Medimpex's demand is a mere four per cent of Lasco's. But extraordinary inflow of US$11.5 million (J$1.5 billion) would no doubt, have substantial impact on the balance sheet of a relatively small company.
But beyond the possible effect on the bottom lines of the two Jamaican companies involved, the case again underlines an important issue to which the Jamaican authorities need to pay attention and move quickly to resolve: the slow pace at which business disputes are resolved in the island's courts.
The case involved the Pfizer drug for hypertension, Norvasc (Amlodipine besylate) and whether the Jamaican firm violated its patent when it started selling generic versions of the drug in the early 2000s. Pfizer, through a local lawyer, applied for a Jamaican patent for Amlodipine besylate in 1992, which was granted in 2002 a whole decade later. The reason for that delay is not clear, but it is a matter that is still worthy of exploration to ensure that, what, on the face of it, appears to have been a lingering crawl is not the norm for this kind of undertaking. It is certainly not good advertisement for a country keen on attracting investment.
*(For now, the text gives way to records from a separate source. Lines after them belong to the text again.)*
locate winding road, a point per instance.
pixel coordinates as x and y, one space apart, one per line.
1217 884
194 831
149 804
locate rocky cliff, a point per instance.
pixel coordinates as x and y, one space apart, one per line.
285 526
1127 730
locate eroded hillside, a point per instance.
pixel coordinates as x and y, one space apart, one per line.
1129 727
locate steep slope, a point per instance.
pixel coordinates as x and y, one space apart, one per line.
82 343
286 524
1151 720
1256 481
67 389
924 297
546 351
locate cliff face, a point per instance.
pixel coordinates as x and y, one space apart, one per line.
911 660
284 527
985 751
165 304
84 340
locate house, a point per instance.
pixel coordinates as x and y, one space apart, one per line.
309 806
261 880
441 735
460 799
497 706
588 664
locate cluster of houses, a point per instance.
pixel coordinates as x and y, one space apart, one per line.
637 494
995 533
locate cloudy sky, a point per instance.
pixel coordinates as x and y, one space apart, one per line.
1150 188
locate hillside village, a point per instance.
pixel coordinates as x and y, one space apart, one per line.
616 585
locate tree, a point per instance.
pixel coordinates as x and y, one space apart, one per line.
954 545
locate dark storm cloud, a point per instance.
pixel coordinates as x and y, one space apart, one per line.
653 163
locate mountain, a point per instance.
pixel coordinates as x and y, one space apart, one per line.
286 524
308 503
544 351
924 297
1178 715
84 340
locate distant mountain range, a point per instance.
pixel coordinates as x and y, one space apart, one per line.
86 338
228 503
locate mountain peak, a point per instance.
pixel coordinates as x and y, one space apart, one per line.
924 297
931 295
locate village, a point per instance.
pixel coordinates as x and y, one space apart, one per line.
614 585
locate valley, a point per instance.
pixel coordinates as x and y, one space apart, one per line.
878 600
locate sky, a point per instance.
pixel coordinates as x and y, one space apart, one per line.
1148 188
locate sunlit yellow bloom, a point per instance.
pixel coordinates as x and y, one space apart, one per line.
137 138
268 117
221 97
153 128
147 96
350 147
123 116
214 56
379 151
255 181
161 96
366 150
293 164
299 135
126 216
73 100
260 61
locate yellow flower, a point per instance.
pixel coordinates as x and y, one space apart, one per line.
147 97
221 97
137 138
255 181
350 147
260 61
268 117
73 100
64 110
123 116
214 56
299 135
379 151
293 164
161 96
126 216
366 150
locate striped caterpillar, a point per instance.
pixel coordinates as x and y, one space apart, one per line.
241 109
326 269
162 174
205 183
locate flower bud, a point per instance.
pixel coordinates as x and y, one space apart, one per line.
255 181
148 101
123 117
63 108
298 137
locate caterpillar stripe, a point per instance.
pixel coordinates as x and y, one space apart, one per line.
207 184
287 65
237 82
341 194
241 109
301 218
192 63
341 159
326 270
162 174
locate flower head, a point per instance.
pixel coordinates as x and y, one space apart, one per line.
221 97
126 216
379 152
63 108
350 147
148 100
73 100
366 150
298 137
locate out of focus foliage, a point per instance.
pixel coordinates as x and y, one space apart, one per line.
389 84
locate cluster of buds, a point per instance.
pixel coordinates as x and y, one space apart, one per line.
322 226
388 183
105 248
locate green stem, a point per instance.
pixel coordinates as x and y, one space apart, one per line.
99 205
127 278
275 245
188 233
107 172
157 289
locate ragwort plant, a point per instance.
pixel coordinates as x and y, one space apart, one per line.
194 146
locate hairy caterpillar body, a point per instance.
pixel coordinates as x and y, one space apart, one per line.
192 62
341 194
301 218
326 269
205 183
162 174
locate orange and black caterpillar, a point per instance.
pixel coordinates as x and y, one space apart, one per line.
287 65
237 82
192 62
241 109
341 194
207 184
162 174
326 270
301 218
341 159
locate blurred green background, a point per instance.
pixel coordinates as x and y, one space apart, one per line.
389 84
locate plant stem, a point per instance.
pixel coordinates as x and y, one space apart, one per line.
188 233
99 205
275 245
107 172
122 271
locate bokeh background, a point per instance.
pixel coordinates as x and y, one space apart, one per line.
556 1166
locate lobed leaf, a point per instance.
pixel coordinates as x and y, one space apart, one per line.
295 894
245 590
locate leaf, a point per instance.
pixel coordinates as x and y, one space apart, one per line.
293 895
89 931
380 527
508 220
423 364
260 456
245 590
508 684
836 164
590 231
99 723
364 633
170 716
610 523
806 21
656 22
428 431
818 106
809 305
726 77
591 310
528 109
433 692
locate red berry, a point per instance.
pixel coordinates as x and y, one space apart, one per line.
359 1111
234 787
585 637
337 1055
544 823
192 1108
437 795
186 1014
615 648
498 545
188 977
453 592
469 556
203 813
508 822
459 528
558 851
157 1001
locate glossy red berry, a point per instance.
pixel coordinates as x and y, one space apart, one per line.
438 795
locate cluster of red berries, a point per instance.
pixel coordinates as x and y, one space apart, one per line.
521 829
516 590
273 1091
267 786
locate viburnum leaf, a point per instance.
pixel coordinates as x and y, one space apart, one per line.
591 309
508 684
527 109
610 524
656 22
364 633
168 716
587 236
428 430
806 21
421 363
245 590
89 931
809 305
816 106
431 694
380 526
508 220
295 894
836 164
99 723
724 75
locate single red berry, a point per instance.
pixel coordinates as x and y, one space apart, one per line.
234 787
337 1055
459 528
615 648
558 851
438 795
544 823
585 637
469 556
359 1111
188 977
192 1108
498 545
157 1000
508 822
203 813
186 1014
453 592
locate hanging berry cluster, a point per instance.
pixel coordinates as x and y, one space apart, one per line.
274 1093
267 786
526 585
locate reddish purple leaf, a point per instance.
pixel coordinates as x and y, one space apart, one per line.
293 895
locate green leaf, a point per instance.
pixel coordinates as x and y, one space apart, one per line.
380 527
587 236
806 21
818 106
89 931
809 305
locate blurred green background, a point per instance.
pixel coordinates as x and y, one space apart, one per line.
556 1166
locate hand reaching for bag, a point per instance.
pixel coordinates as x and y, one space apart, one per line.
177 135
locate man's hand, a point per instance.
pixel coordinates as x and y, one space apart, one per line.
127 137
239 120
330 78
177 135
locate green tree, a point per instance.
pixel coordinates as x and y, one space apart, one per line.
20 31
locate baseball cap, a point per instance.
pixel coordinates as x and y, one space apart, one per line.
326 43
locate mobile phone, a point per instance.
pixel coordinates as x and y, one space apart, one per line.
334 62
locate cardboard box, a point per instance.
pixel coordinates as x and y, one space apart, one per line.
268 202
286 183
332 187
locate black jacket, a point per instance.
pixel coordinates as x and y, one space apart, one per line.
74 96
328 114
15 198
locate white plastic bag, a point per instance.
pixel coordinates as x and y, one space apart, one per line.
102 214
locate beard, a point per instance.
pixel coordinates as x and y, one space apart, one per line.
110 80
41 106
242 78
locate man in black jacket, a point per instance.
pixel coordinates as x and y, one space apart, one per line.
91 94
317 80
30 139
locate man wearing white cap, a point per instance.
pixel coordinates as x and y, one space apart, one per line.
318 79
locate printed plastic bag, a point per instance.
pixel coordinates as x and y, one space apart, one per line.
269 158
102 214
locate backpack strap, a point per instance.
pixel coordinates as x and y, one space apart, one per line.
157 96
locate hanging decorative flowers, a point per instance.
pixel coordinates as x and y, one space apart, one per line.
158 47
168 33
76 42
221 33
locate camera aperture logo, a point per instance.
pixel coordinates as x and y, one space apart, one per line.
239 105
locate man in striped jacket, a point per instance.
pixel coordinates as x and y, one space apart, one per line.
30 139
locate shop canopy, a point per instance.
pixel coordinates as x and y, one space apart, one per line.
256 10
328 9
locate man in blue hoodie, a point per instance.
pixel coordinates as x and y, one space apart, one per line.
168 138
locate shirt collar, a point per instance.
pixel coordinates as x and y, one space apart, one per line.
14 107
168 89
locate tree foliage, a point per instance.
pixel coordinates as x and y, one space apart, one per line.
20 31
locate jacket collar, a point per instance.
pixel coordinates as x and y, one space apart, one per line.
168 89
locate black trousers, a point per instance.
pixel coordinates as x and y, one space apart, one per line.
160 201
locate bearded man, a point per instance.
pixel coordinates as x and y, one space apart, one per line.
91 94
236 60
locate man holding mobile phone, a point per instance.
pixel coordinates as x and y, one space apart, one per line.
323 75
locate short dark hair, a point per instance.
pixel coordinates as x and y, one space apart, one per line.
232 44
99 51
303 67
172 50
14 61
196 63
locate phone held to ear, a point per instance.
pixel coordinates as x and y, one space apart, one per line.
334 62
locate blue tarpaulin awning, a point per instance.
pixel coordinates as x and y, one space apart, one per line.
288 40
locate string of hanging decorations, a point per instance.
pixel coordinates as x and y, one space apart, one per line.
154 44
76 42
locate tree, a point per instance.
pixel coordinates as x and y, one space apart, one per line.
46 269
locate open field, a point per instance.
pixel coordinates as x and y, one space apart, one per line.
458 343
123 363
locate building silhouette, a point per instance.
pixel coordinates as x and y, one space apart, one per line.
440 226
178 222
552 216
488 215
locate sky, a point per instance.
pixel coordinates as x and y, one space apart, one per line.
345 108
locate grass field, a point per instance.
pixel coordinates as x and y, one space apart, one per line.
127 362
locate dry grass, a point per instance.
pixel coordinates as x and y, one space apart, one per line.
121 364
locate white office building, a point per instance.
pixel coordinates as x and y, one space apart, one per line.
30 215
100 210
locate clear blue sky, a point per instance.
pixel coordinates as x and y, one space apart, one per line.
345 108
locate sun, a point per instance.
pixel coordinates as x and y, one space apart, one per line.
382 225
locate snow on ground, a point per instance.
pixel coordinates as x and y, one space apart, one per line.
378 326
Armed with its patent, Pfizer, in 2005, obtained court injunctions against Lasco, Medimpex as well as a third company, which immediately halted the sale of its generic drug and, unlike the other two, didn't bother to challenge Pfizer. That injunction remained in place until 2012.
The problem for Pfizer is that courts, including the Privy Council in the UK, held that under Jamaica's patent law, the pharmaceutical powerhouse had no patent to infringe. The issues is that in the event of a person or company holding patents in multiple countries for the same invention/innovation, it loses the right to receive one in Jamaica once the first of the foreign patents has expired. In the case of Amlodipine besylate/ Norvasc, its patent had expired in 1997, five years before it purportedly acquired one in Jamaica.
straightforward on surface
All this seems pretty straightforward. But it will have been a dozen years since Pfizer acquired its injunction when Justice Harris is expected to present her findings on damages later this week. The substantive matter reached the courts in 2009, four years after the injunction. The Jamaican firms won.
Pfizer appealed and the first two hearings were on March 2 and 3, 2010. According to the appeal court ruling, the next session was two years later, on May 31, 2012. Pfizer lost again. The case reached to the Privy Council, and that same year that court ruled against Pfizer. It is now another three years on.
We see this in the context of Jamaica's position of 75 of 138 countries in the Global Competitiveness Report. While Jamaica is ranked 35 for judicial independence and 45 for the enforcement of property rights, it is 70th with regard to the efficiency with which it settles legal disputes and 73rd on how efficiently government regulations can be challenged. The long time in settling disputes such as the Pfizer cases doesn't allow for corporate certainty, which affects investment decision, which, notwithstanding the occasional big payout for firms, is not good for the economy.